Her words did actually prompt a brief silence. Then Gordon said, rather defensively, ‘I created a set of gallows that were completely safe. Everyone saw that. If they’d been used properly, Ritchie Good’d be alive today. I can’t be held responsible if people mess around with the equipment I’ve made.’
‘By “messing around” you mean changing the doctored noose for the solid one?’ suggested Carole.
‘Exactly.’
‘Can I ask something?’ said Jude innocently. ‘Why did you have a solid noose when the one that was going to be used would always be the one with Velcro?’
Gordon appeared pleased to have been asked the question, as it gave him an opportunity to provide a technical explanation. ‘I was determined to make the gallows look real, so I needed to see what it would look like with a proper noose attached. Then I’d know what the doctored one had to look like.’
‘But why did you bring it with you to St Mary’s Hall that Sunday when you were demonstrating it?’
‘Ah well.’ He coloured slightly. ‘The fact is, I had planned to have the stage curtains open during the rehearsal, with the gallows there with a proper noose. Then anyone in the company who had a look at it would see a real, businesslike noose there, and they’d be even more surprised when Ritchie appeared to have it round his neck.’
‘What, and you would have switched the two nooses just before the demonstration?’
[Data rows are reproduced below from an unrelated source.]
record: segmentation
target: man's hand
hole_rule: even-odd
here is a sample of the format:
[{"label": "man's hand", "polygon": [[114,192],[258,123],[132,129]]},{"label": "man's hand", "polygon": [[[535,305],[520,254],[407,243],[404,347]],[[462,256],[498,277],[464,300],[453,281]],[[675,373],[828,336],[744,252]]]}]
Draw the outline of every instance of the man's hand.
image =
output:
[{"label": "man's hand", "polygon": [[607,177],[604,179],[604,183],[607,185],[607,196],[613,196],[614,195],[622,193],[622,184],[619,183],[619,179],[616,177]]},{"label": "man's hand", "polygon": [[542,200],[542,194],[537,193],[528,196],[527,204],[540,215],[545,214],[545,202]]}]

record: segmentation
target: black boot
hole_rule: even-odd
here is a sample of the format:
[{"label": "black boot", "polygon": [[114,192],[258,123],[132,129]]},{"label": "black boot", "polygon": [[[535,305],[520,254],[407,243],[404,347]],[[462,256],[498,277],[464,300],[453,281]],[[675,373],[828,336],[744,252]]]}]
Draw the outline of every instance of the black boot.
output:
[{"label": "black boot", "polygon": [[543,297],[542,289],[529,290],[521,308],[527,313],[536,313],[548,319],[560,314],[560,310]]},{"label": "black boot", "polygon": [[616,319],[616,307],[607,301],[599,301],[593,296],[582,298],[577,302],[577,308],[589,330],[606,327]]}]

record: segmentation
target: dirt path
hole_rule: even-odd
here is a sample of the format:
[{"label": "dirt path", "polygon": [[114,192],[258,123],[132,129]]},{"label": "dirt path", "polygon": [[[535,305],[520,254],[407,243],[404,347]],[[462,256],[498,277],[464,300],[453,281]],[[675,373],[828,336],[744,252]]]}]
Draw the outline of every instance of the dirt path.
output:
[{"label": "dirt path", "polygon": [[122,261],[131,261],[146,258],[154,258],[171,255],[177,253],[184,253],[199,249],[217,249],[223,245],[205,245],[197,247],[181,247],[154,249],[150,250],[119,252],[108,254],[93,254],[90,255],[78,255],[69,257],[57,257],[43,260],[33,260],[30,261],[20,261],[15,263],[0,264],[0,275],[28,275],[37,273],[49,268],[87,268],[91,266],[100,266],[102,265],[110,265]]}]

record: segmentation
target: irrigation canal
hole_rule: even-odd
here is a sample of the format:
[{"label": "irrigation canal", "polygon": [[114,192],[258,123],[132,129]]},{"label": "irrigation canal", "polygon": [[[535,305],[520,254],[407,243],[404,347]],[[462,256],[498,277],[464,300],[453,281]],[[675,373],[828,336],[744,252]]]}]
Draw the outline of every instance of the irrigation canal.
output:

‘Yes. We’d have drawn the curtains for a moment and done it. I thought that’d be more dramatic. But Ritchie didn’t. He said we’d get the maximum effect if the curtains were closed right through the rehearsal, and then when we opened them we’d get a real coo … what was that thing you said, Elizaveta?’
‘Coup de théâtre,’ she supplied.
‘Exactly. One of those.’ Gordon looked grumpy. ‘I still think my way would have been better.’
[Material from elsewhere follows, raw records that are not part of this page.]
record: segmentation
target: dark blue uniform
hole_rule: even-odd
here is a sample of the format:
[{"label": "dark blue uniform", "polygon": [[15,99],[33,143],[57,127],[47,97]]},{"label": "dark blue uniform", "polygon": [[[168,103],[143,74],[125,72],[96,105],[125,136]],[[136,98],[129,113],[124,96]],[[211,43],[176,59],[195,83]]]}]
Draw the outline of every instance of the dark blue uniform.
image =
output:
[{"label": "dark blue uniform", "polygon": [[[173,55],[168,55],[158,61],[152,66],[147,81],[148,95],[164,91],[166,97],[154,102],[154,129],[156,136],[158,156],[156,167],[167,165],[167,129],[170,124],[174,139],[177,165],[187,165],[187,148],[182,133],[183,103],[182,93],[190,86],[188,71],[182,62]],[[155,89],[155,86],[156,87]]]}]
‘Well, it was quite dramatic,’ said Jude. ‘Of course, you weren’t there, were you, Carole?’
‘No, but you told me about it. So after the demonstration, Gordon, someone must have switched the two nooses round.’
‘Yes.’
‘But you don’t know who?’
‘I know it wasn’t me,’ he said huffily.
‘I wasn’t suggesting—’
‘Mind you, I can think of one or two people in SADOS who might have—’
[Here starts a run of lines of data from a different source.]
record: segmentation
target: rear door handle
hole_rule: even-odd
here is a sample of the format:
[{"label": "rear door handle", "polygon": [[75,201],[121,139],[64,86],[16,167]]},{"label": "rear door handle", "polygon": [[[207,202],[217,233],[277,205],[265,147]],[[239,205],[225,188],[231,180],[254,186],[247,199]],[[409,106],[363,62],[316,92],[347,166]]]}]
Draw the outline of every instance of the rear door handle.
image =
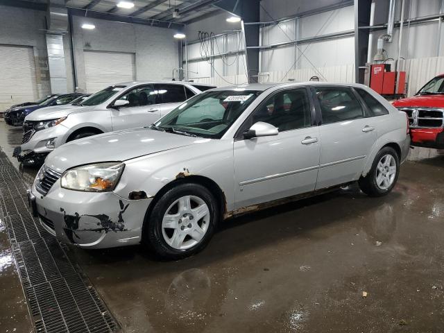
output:
[{"label": "rear door handle", "polygon": [[362,129],[362,131],[365,132],[365,133],[371,132],[372,130],[375,130],[375,128],[374,127],[371,127],[371,126],[365,126]]},{"label": "rear door handle", "polygon": [[305,139],[301,141],[300,143],[302,144],[314,144],[317,142],[318,142],[317,137],[307,137]]}]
‘I’m not sure,’ Elizaveta Dalrymple interrupted magisterially, ‘that I want my entire “drinkies thing” taken up with talk about that ill-mannered boor Ritchie Good.’
‘I’m sorry,’ said Jude meekly.
‘But I’ve spent a lot of time,’ Gordon continued, ‘thinking how the two nooses got switched, and I’ve come to the conclusion that—’
‘Nor,’ Elizaveta steamrollered on, ‘do we want to spend the whole time talking about your wretched gallows – particularly since you’ve already spent one entire evening telling us all about them.’
‘Have I?’ asked Gordon, puzzled.
‘Yes,’ said Olly Pinto. ‘It was three weeks ago, the day before you were going to do the demonstration. We were all here for Elizaveta’s “drinkies thing” and you couldn’t talk about anything else. Goodness, by the time you’d finished we all knew enough about your gallows to have built a replica ourselves.’
Carole and Jude exchanged a quick look before the SADOS Mr Fixit said abjectly, ‘Oh, I’m sorry. Was I a bore?’
‘Yes, I’m afraid you were, Gordon darling,’ Elizaveta replied. ‘Let’s just say that by the time the evening finished the gallows was a subject on which you had “delighted us long enough”.’
Her coterie sniggered at the line, unaware that Elizaveta had filched it from Jane Austen. Then the star of the show vouchsafed a gracious smile to Carole and Jude. ‘Now do tell me, you two, what’s The Devil’s Disciple going to be like?’